Figure 2.TG2-mediated LIGHT-induced AT1 receptor accumulation and dissociation with β-arrestin in kidneys. (a) LIGHT treatment resulted in a significant increase in renal AT1 receptors with TG2 modification, and dissociated from β-arrestin that was attenuated by TG2 inhibitor ERW1041E. (b) LIGHT-induced increase in AT1 receptor abundance, isopeptide modification, and dissociation with β-arrestin was abrogated in TG2−/− mice. (c) Increased TG2 and AT1Rs were co-localized in renal medulla tubules of LIGHT-treated animals, but not those co-treated with ERW1041E or with TG2 genetic ablation (n = 5 in each group). (*P < 0.05, **P < 0.01 vs. PBS; +P < 0.05, ++P < 0.01 vs. LIGHT). Abbreviations: PBS, phosphate-buffered saline; TG2, tissue transglutaminase.
Figure 3.LIGHT stimulation stabilizes AT1 receptor via TG2-mediated isopeptide modification at Q315. (a) LIGHT stimulation stabilized AT1 receptor with ε-(γ-glutamyl)-lysine isopeptide modification in a dose-dependent fashion in HTR cells (*P < 0.05 vs. 0; n = 2–3). (b) LIGHT-induced AT1 receptor stabilization peaked within 2-hour treatment in HTR cells (*P < 0.05 vs. 0; n = 2–3). (c) LIGHT-induced AT1R accumulation was abolished in Chinese hamster ovary cells overexpressing TG2 and AT1R Q315A mutant but not those overexpressing TG2 and wild-type AT1R (*P < 0.05 vs. 0, n = 2). Abbreviations: PBS, phosphate-buffered saline; TG2, tissue transglutaminase.

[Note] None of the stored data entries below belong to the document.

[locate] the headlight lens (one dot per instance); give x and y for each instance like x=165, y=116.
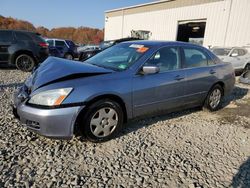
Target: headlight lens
x=50, y=98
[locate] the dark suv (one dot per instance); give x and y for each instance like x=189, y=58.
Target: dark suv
x=22, y=49
x=62, y=48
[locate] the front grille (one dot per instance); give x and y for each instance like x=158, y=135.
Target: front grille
x=33, y=124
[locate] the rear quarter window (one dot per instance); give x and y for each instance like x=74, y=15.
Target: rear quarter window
x=6, y=36
x=38, y=38
x=23, y=36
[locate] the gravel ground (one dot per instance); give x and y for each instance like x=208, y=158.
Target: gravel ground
x=190, y=148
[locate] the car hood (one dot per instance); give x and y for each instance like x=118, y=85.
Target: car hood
x=55, y=70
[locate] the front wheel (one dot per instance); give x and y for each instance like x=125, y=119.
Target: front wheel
x=214, y=98
x=103, y=120
x=25, y=62
x=247, y=67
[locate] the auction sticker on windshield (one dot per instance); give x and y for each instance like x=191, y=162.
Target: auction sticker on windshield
x=140, y=48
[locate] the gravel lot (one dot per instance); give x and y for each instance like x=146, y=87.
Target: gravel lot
x=190, y=148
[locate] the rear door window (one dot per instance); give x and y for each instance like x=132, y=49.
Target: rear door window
x=22, y=36
x=60, y=43
x=50, y=42
x=6, y=36
x=195, y=58
x=242, y=52
x=166, y=59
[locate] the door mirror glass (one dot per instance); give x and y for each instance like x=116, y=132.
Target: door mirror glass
x=150, y=69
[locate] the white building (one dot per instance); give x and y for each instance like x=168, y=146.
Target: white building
x=210, y=22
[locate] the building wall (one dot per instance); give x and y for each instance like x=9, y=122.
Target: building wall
x=227, y=16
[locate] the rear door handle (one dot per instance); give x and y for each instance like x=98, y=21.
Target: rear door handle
x=178, y=78
x=212, y=71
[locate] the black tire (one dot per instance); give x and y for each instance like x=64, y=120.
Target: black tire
x=93, y=116
x=210, y=105
x=247, y=67
x=68, y=56
x=25, y=62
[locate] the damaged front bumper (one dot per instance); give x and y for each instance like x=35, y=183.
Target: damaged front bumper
x=54, y=123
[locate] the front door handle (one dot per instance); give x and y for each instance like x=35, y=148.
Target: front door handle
x=178, y=78
x=212, y=71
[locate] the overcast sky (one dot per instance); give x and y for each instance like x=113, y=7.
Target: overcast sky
x=63, y=13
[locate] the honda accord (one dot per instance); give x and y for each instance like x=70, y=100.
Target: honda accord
x=129, y=80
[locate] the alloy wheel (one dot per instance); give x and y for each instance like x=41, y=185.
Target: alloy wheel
x=104, y=122
x=215, y=98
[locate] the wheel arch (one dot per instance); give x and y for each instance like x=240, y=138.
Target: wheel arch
x=220, y=83
x=112, y=97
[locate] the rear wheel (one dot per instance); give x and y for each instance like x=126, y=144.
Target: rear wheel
x=68, y=56
x=247, y=67
x=214, y=98
x=25, y=62
x=103, y=120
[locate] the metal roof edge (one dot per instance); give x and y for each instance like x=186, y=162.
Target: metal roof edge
x=136, y=6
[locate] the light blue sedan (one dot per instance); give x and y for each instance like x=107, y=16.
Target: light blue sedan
x=126, y=81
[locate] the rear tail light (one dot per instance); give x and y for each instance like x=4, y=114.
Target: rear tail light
x=43, y=44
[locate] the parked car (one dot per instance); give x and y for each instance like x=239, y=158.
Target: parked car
x=22, y=49
x=125, y=81
x=104, y=45
x=87, y=47
x=62, y=48
x=245, y=77
x=239, y=57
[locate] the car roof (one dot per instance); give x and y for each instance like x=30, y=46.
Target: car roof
x=161, y=43
x=18, y=30
x=227, y=47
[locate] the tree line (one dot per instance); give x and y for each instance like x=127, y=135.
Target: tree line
x=80, y=35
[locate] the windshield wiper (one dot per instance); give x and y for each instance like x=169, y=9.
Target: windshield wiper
x=102, y=66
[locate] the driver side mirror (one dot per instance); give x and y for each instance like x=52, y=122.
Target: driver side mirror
x=234, y=55
x=150, y=69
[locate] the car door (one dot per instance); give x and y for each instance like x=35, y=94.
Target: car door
x=201, y=73
x=6, y=40
x=236, y=58
x=163, y=90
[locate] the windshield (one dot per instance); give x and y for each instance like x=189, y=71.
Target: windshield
x=118, y=57
x=106, y=44
x=221, y=51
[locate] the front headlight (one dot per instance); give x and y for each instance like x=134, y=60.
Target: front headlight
x=50, y=98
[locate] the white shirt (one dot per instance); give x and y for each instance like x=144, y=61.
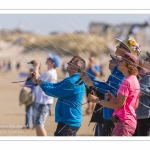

Figure 4.TG2 contributes to LIGHT-induced Ang II sensitization. (a) Ang II-induced calcium response was significantly pronounced in AT1R-NFAT-luciferase reporter cells pretreated with LIGHT (200 pg/ml) for 2 hours (n = 4–6; *P < 0.05 vs. treatment w/o LIGHT pretreatment; duration of Ang II incubation is overnight at the indicated dose). (b) TG2 inhibitor ERW1041E inhibited the enhanced Ang II response triggered by 2-hour LIGHT (200 pg/ml) pretreatment (n = 3–6; *P < 0.05 vs. LIGHT+AngII 1nM; ++P < 0.01 vs. w/o ERW1041E (10 μM) co-pretreatment; duration of Ang II incubation is overnight at the indicated dose). (c) Low-dose Ang II (1 nM)-induced calcium response was enhanced by low-dose LIGHT (50 pg/ml) but not low-dose LIGHT (50 pg/ml) plus TG2 inhibitor ERW1041E (10 μM) co-incubation (n = 3, **P < 0.01 vs. Ang II; ++P < 0.01 vs. LIGHT+Ang II; duration of all the indicated treatments is overnight). TG2 inhibitor ERW1041E (200 μM) (d) or TGase inhibitor cystamine (500 μM) (e) significantly attenuated high-dose Ang II (100 nM)-induced calcium signaling in AT1R-NFAT-luciferase reporter cells (n = 3, **P < 0.01 vs. Vehicle; +P < 0.05, ++P < 0.01 vs. Ang II; duration of all the indicated treatments is overnight; losartan = 2 μM). (f) Mechanistic model for a role of TG2 in LIGHT-induced cardio-renal syndrome: By activating its membrane receptors, the TNF cytokine LIGHT transcriptionally increases TGM2 gene expression and/or directly activates TG2 via calcium mobilization. TG2-mediated modification of AT1Rs at Q315 impairs receptor desensitization/proteasomal degradation, contributing to Ang II sensitization. Abbreviations: Ang II, angiotensin II; TG2, tissue transglutaminase; TNF, tumor necrosis factor.